A Walk Across America topped bestseller lists for almost a year. Jenkins would follow with sequels, walking in China, Alaska, and the Pacific Coast. But by then, the rural roads that he and Robert Pirsig had opened had a new name.
Like Pirsig and Jenkins, William Trogdon was fed up. In the summer of 1978, divorced, fired from his teaching post, Trogdon rigged up a van he called “Ghost Dancing.” Then he tossed in copies of Whitman and Black Elk Speaks, and hit the road. But he did not travel interstates or main roads. He preferred the “blue highways.”
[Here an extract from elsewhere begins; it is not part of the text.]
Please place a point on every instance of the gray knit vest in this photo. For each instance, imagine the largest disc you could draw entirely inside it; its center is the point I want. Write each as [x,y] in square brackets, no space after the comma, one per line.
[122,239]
In just three months, Trogdon circled America, logging 13,000 miles. He met hitchhikers, runaways, native-Americans, ordinary Americans. He shared their stories and his own from remote roads that might have recently hosted a motorcycle or a man on foot.
“Instead of insight, maybe all a man gets is strength to wander for a while. Maybe the only gift is a chance to inquire, to know nothing for certain. An inheritance of wonder and nothing more.”
SAMPLE THE THREE DOWNSHIFTERS ON THE ATTIC’S DUSTY BOOKSHELF
Under a name derived from his Osage heritage — William Least Heat-Moon — Blue Highways came out in 1982. America was in a deep recession, still hungry. Another mega-bestseller, the book would, one critic said, “change the way you see the world.” Perhaps.
Three books, three invitations to downshift, to ponder, to wonder. Millions of Americans read one or more of these books, yet readers are always a small slice of society. And so, with the recession over, with cable TV flooding the dial, with shopping channels and mega-malls and more “mileage craziness,” America accelerated. And decades later, here we are, wondering “where all the time went,” hungry again.
“I believe that we are lost here in America,” Thomas Wolfe wrote. “But I believe we shall be found.” And as we speed on into a new “day-to-day shallowness,” who knows what would be Thoreau is hunched over a laptop, thinking, thinking, dreaming. Will we listen?